DD is also very artistic and loves beautiful things. Last year I got her one of these music box dolls:

http://www.amazon.com/Green-Tree-Riding-Hood-Musical/dp/B000Z94JJO

And she still loves it.

MIL got DD a Twirly Girl dress two years ago and she still wears it:

http://www.twirlygirlshop.com/

I may get her a crystal or two to hang in her window. Jewelry (from etsy) and a jewelry box are other possibilities.

But, OTOH, if your DD loves Barbies and you don;t have a problem with them, then you could just go with her list. My DS is like that with Legos. Can never have too many, according to him!

best,

-e


----------



## LynnS6 (Mar 30, 2005)

At this age, dd loved playmobil. She also got a set of Pop-Arty beads for her birthday from a friend and really liked them.

Board games were good too: She liked Guess Who?, and 2 Family Pastime games: The Secret Door and the Princess one.
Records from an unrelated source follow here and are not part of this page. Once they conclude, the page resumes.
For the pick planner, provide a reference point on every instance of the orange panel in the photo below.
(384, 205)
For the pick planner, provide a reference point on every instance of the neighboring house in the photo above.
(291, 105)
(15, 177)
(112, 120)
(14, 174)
I think that was the first year dd got a Webkinz. She played the online component a bit, but mostly played with the animals. Actually she still plays with the animals. Well, no. She plays with MY Webkinz (that she bought for me as a "present") because then I have to make them talk and she can interact with them. She's currently making them ball gowns for their Christmas ball. (Well, I'm cutting and pinning. She's stitching.)


----------



## tooraloora (Oct 15, 2010)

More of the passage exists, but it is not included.